Ernest Moniz. Credit: DOE

The social sciences “can and probably must” help address climate change and energy challenges, according to Ernest Moniz, secretary of the U.S. Department of Energy (DOE). Speaking at the Behavior, Energy, and Climate Change Conference on 9 December in Washington, D.C., Moniz said the social sciences have an increasing role in DOE’s climate and energy agenda, as well as in convincing consumers and businesses to accept renewable technologies and alternative vehicle and fuel options. In addition, the social sciences play a role in the interagency Quadrennial Energy Review (QER) coordinated by DOE and in global climate change agreements, he said.

The demand side “is a prime area for the application of social sciences writ broadly,” Moniz said. “I have never seen a credible solution to our climate change challenges without a major demand side contribution.”

Quadrennial Energy Review

Moniz said that the first installment of the QER will be out at the end of January, contemporaneous with the White House sending the proposed fiscal year 2016 budget to Congress. He said the first installment of the document will focus on energy infrastructure—including the transmission, storage, and distribution of energy—and that the social sciences can help with efforts to educate the public and to meet energy and climate goals.

“We have enormous energy infrastructure challenges. We have challenges that derive from the fact that things like our hydrocarbon production (a) is booming and (b) has a very different geographic footprint than has been the case. And that leads to many very public issues,” Moniz said. He mentioned, for instance, that the shipment of oil by rail has increased dramatically and that as a result, there also is competition between moving oil, coal, grains, and other commodities by rail. Moniz said that the issue is not only a question of responding to the hydrocarbon boom and other trends but also of building infrastructure that is more resistant to severe storms and other threats such as cybersecurity.

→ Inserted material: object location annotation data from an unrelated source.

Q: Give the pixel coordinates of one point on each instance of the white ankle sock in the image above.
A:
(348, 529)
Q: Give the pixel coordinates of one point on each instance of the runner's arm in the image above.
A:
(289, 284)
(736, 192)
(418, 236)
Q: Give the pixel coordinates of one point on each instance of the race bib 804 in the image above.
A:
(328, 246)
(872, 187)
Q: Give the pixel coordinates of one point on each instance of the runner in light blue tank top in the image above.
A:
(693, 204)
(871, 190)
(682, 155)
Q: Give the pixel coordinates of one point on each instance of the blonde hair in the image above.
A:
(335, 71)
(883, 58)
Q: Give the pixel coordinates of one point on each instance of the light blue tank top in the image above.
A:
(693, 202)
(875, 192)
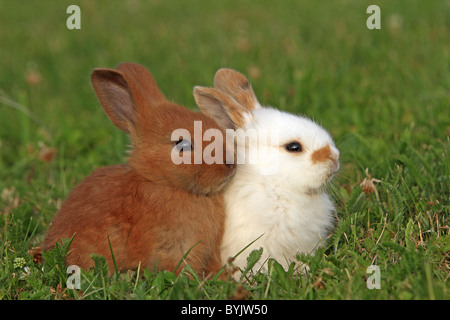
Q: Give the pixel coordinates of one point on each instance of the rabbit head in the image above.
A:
(161, 131)
(299, 152)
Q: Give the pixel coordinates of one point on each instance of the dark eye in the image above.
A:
(294, 147)
(183, 145)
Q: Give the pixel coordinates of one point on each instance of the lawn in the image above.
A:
(383, 94)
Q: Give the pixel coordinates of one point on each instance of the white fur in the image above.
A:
(286, 207)
(275, 194)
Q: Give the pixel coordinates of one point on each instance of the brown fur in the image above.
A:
(321, 155)
(152, 210)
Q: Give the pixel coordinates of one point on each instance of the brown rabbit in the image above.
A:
(151, 209)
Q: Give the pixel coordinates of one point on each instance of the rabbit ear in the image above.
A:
(126, 93)
(115, 96)
(143, 87)
(237, 86)
(226, 111)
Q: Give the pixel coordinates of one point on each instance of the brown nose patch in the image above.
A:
(321, 154)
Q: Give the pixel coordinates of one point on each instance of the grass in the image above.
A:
(383, 94)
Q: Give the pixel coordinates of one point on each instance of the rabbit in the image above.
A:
(151, 210)
(278, 198)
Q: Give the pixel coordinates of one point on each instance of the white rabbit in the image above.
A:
(284, 164)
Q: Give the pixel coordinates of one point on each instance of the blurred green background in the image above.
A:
(383, 94)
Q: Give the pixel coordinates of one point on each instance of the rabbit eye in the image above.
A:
(183, 145)
(294, 147)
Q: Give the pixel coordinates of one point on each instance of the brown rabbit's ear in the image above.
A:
(115, 96)
(143, 86)
(237, 86)
(226, 111)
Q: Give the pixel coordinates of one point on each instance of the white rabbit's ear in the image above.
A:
(237, 86)
(225, 110)
(115, 96)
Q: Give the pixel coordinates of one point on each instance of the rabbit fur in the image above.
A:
(278, 198)
(150, 210)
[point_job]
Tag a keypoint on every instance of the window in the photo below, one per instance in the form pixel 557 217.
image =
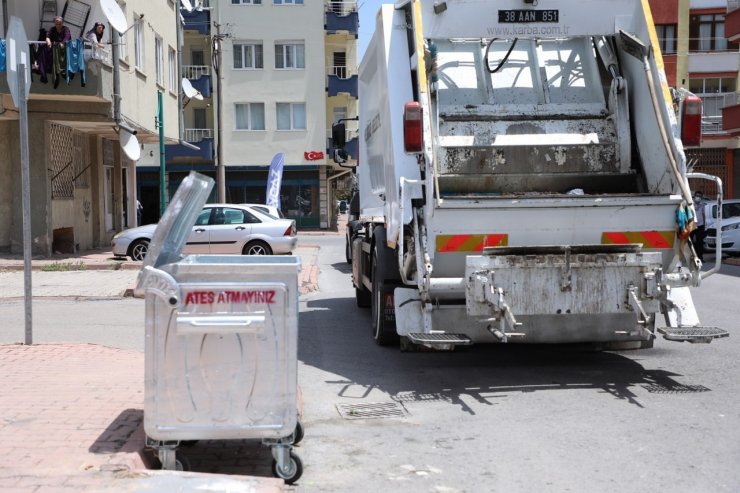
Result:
pixel 159 60
pixel 667 37
pixel 250 116
pixel 291 116
pixel 139 44
pixel 172 67
pixel 199 118
pixel 248 55
pixel 707 32
pixel 196 56
pixel 203 217
pixel 290 55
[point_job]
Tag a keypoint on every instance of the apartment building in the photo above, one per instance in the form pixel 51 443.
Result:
pixel 701 55
pixel 288 70
pixel 83 187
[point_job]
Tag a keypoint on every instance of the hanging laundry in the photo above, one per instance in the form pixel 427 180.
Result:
pixel 58 63
pixel 76 59
pixel 2 55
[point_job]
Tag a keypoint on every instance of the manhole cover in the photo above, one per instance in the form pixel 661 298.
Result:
pixel 372 410
pixel 675 389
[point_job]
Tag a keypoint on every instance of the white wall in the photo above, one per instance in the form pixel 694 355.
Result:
pixel 268 23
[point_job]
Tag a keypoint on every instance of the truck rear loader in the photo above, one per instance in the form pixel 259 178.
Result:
pixel 522 177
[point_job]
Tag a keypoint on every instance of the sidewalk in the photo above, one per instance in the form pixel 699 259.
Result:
pixel 97 274
pixel 71 414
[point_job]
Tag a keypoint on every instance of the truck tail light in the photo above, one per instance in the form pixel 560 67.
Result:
pixel 412 127
pixel 691 120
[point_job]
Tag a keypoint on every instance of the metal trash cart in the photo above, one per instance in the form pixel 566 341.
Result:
pixel 221 342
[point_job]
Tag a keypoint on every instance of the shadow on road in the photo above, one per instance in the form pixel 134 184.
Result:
pixel 481 372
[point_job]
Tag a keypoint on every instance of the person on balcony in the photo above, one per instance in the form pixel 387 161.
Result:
pixel 56 38
pixel 95 35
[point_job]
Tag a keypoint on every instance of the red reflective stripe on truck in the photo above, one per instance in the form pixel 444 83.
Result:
pixel 469 243
pixel 649 239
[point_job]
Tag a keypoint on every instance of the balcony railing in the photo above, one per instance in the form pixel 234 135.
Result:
pixel 193 135
pixel 342 71
pixel 194 72
pixel 712 105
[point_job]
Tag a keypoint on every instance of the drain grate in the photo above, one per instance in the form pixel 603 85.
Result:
pixel 372 410
pixel 675 389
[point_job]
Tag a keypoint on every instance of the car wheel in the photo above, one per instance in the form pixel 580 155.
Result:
pixel 257 248
pixel 139 249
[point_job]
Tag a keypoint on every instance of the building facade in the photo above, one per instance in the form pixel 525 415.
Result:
pixel 287 70
pixel 700 55
pixel 83 186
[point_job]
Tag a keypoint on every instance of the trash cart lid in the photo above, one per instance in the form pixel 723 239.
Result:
pixel 178 220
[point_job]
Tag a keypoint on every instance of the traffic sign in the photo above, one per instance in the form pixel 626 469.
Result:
pixel 18 54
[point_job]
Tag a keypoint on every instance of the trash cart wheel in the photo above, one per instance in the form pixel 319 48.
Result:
pixel 298 433
pixel 292 472
pixel 139 249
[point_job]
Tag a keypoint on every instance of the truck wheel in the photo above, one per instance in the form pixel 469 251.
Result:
pixel 383 335
pixel 363 297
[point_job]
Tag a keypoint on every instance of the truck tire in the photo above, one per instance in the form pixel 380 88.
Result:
pixel 363 297
pixel 384 331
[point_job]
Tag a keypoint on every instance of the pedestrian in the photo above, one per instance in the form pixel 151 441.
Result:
pixel 139 212
pixel 59 33
pixel 697 236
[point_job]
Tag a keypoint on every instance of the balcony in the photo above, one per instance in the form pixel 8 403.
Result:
pixel 197 20
pixel 732 20
pixel 713 110
pixel 713 61
pixel 342 17
pixel 342 80
pixel 98 75
pixel 200 137
pixel 731 119
pixel 351 143
pixel 200 77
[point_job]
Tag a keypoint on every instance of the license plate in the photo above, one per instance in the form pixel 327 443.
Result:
pixel 523 16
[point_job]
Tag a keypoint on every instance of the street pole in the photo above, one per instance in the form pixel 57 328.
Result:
pixel 220 169
pixel 160 126
pixel 26 190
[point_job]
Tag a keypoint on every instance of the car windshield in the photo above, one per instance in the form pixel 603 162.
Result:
pixel 731 210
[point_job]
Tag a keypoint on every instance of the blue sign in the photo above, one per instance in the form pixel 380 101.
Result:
pixel 274 178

“The issue is how are all of these developments going to go in the right direction to get us where we need to be in, say, 2030, in terms of resilience and economic performance,” he said. The QER “will have some dollars attached in various places. There may be some sticker shock overall. But this is the kind of thing [where] the public and the private sectors are going to have to work together.”

A “Disconnect” in Climate Polling

Moniz said he hopes the 11 November joint announcement on climate change by the United States and China “will prove to have been a watershed event in terms of getting global action, the kind that we need to have come forward in Paris” at climate negotiations in 2015. Moniz said that meeting the U.S. goals in the agreement, including reducing emissions by 26%-28% below the 2005 level by 2025, is a challenge.

“To get there, we are clearly going to need a lot of people rowing together in the same direction,” he said. “The polling that has come out now on climate increasingly confirms that there is very strong acceptance of the importance of climate change and the need to respond to climate change. It is also true when you ask for a priority listing of various issues, [it] comes pretty far down on the list.” He said the social sciences could help with this “disconnect.”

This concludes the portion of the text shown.